As to Metlife’s claim that the award was disproportionate to the recovery, Metlife has not persuaded us that the trial judge made clear error in the statement that “the defendant’s contentious litigation strategy on a matter that the plaintiff had commenced as a small claim matter produced much of the time that the plaintiff’s counsel was required to devote to this matter. Where the defendant and its counsel litigated this matter with little sense of proportion, they must now reap what they have sown.” Dupilka may file an appropriate motion in this Appellate Division for additional attorney’s fees incurred in this appeal, Fabre v. Walton, 441 Mass. 9, 10 (2004), within fourteen days of the date of this opinion. Metlife shall have fourteen days thereafter to respond.

So ordered.


FOOTNOTES

[Note 1] The Honorable Daniel C. Crane recused himself from this appeal, and did not participate in its hearing, review, or decision.

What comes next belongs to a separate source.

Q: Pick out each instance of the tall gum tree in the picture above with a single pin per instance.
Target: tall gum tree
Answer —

[Note 2] Metlife suggests that because Dupilka had access to HP’s members under a provider agreement between it and HP, Dupilka was “compensated” as that term is used in G.L. c. 90, § 34A, and, therefore, Metlife was not responsible for payment beyond $2,000.00. We reject a reading that would equate the word “compensation” with membership access.

[Note 3] Because the treatment at issue was not covered, there is no merit to Metlife’s argument that Dupilka was precluded under the provider agreement between it and HP from seeking further coverage from Metlife.

[Note 4] Dupilka has not appealed from the trial judge’s finding on the issue of attorney’s fees or that Metlife did not violate G.L. c. 93A. We therefore do not address issues raised by Dupilka as to the correctness of these rulings.

[Note 5] A fee calculated by multiplying the number of hours reasonably spent on the case times a reasonable hourly rate is generally referred to as a “lodestar” award. Fontaine v. Ebtec Corp., 415 Mass. 309, 324 (1993). See Stacy v. Zhao, 2013 Mass. App. Div. 59, 63 (“[T]he lodestar method of determining fees should govern unless there exist special reasons to employ another method.”).